The smart contract security auditing field has long faced a core contradiction: attackers only need to find one vulnerability, while defenders have to exhaust all possibilities. Traditional static analysis tools rely on pattern matching from pre-set rule bases, making it difficult to handle complex DeFi protocol logic and new attack vectors. Bloodhound is positioned as a "Mythos-level autonomous security reasoning engine", with its core philosophy redefining auditing as a state reasoning game. Its design stems from three key pain point insights: explosive protocol complexity (multi-contract, cross-call), evolving attack vectors (from simple reentrancy to flash loan manipulation), and scarce auditing resources (limited time of top researchers). Bloodhound is a model-agnostic reasoning engine that can collaborate with AI agents like Cursor and Windsurf, or be used independently as a CLI tool.

Bloodhound adopts a four-stage pipeline architecture:

1. Shadow (Protocol Mapping)：Uses Slither + regex fallback parser to build a complete state space map (state variable read-write relationships, cross-contract call graphs, permission control points, etc.), outputs state_map.json and a visualized protocol diagram, providing a foundation for subsequent reasoning.
2. Detect (Heuristic Anomaly Detection)：Applies domain-specific rules based on the state map, such as tracking amountSentLD differences in cross-chain protocols, enforcing the no-value-loss principle for ERC4626 vaults, verifying signature binding for proxy payments, etc., to capture logical vulnerabilities that traditional tools struggle to find.
3. Chain (Chain Reasoning)：Uses LLM to connect isolated anomalies from the Detect phase into a complete attack path. Inputs an anomaly list and outputs a structured vulnerability hypothesis including attack steps, preconditions, and impacts, simulating the attacker's thinking.
4. Verify (Automated Verification)：Automatically generates Foundry invariant test cases, performs fuzz testing to verify hypotheses, and outputs a vulnerability report with PoC to ensure the vulnerability is reproducible.

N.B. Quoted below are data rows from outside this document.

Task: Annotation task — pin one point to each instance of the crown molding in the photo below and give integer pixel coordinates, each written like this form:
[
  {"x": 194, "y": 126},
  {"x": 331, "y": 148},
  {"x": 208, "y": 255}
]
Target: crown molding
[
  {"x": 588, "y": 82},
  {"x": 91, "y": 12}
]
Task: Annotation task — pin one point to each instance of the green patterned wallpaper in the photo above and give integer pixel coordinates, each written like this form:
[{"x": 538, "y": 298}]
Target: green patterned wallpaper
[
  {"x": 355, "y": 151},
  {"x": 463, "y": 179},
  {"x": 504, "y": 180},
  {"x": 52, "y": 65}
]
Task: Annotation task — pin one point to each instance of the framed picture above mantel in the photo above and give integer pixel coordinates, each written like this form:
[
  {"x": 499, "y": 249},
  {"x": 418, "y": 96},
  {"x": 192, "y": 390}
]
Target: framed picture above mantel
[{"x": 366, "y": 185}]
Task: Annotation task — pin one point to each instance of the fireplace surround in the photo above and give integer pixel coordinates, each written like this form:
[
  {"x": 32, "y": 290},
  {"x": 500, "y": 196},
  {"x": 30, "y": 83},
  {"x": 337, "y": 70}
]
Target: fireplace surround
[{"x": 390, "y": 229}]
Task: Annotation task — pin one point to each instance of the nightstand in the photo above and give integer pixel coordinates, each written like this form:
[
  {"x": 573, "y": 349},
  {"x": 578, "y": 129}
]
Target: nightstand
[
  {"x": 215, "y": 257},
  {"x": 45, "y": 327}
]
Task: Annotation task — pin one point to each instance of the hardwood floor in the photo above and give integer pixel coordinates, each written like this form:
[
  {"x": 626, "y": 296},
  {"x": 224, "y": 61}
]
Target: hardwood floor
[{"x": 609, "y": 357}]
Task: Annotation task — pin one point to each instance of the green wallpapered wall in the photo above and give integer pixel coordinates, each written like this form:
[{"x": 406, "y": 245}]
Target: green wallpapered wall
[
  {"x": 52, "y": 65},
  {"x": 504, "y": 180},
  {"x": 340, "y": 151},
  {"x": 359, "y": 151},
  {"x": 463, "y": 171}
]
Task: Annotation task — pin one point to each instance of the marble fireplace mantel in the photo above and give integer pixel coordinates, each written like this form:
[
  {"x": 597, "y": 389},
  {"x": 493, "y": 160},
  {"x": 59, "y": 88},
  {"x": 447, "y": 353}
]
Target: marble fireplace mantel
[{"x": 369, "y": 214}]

Bloodhound supports multiple integration methods:

• AI Agent Integration: A pure Python CLI tool that outputs JSON/Markdown, seamlessly integrating into AI workflows like Cursor, Windsurf (direct command execution), Claude Code/OpenClaw (terminal call feedback), etc.
• CI/CD Pipeline: Acts as a security gate, automatically generating draft Code4rena/Immunefi audit reports, performing quick scans before code merging, and linking security findings with code changes to achieve traceable governance.

Report Generation: Built-in templates for mainstream bug bounty platforms:

• Code4rena format: Separate reports for high/medium severity (with PoC), merged report for low severity/QA issues, separate report for gas optimizations;
• Immunefi format: Impact-driven description ([Attack Vector] in Contract::Function causes [Impact]), narrative of economic collapse path, complete runnable PoC. Model-Agnostic Design: Supports multiple LLM providers, detected automatically via environment variables:

  Provider	Environment Variable	Configuration Key
  Google Gemini	GEMINI_API_KEY	gemini.api_key
  OpenAI	OPENAI_API_KEY	openai.model
  Anthropic	ANTHROPIC_API_KEY	anthropic.model
  Local (Ollama)	LOCAL_MODEL_URL	local.base_url
  This design allows users to flexibly choose backend models based on cost, latency, and privacy requirements.

Bloodhound represents an important direction in the evolution of smart contract security tools:

1. From Static to Dynamic: No longer relying on fixed rule bases, adapting to new attack patterns via reasoning engines;
2. From Isolated to Systematic: Elevating single vulnerability discovery to systematic risk assessment;
3. From Manual to Automated: Encoding expert knowledge into repeatable auditing processes. For DeFi developers: Early detection of potential security issues; For auditors: Improved coverage and depth. In the future, such reasoning-driven tools will become industry standards, driving up the security level of the ecosystem.